The 300 fleabites on my lower legs, the 40º heat, and the hurricane was more than I could stand so I left two weeks into my five week stay. I left the dogs in the care of the neighbours, called the owners to come home, and have never been back to Todos Santos.
You’ve heard that saying: when life hands you lemons, make lemonade. I guess I did that. I took a sour experience and made it into a sweet something. That awful trip got me to Mexico.
And how I love it. I love the Mexican people and I absolutely love their food – even if there are no lemons (and that seems to be up for debate).
I didn’t expect to find a lemonade stand in Mexico and that’s a place with many food stands! Nor did I see a limeade stand.
However, I did see a lot of fresh-cut fruit stands with limes wedges to squeeze over the fruit along with a dusting of powered dried chile or the commercial product. The bite-sized pieces came in clear plastic cups.
Some of those stands are run by kids. They peel and chop (with a sharp knife) and place fruit in the cup, and take money. They do it over and over until it’s time to go home.
I can’t imagine that running a lemonade stand would be a Mexican kid’s idea of fun, more like work. Kids with lemonade stands here are playing; the money they make isn’t going to buy more fruit to peel, cut, and serve, or buy school supplies, or clothes, or toothpaste. But if one of those kids did run one, they would use real lemons to make the lemonade, not frozen from a concentrate like most of the kid’s lemonade stands I’ve encountered here.
I was told that Mexicans find lemons too sweet. Curious. I don’t think of lemons as sweet, except sweet lemons, which are a gentle lemon tasting fruit, eaten like an orange. Perhaps they mean that lemons aren’t as astringent or as bitter as limes.

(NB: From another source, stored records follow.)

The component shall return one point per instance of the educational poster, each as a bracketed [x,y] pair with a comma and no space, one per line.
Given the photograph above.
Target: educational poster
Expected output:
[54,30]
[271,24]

Here, lemons are more popular in baking than limes. They are high in vitamin C but that cooks out when heated. However, the tartness doesn’t so that means the addition of sugar is necessary – as in lemon meringue pie or lemon squares, or lemon poppy seed loaf, or lemon chiffon cake, or lemon pound cake…
None of which I found in Mexico. They love sweet things (ever tried their soda pop?) and baking. But everything I encountered in the commercial bakeries was very bread-like and none of it citrusy. I may have missed this as I couldn’t try everything. Nor could I ask because my Spanish is nonexistent.
Lemons have more vitamin C than limes (which are high in vitamin A), and were initially used on voyages in the 17th century to prevent scurvy. But limes were substituted for lemons because they were easier to get along the Caribbean route and so cheaper for the owners of the ships. Nobody knew anything about vitamins then and so scurvy reoccured. A sailor’s life sure wasn’t worth very much. They also ate rats to ward off scurvy. Sheesh.
So you can’t always exchange limes for lemons. Not at all, really.
Modern day proof if you need it – I mess with every recipe I encounter (it’s rebel instinct, nothing more), so I tried cooking Greek potatoes with fresh lime juice. Don’t bother.
Lemons and Limes
If lemons are hard to find in Mexico then I’m glad I live in Canada where there are both. I love Mexican food, but I couldn’t eat only that. Canadian food is like a pot luck – a beer with salt and lime, Greek potatoes, fish tacos, and a piece of lemon meringue pie. This is perfect eating.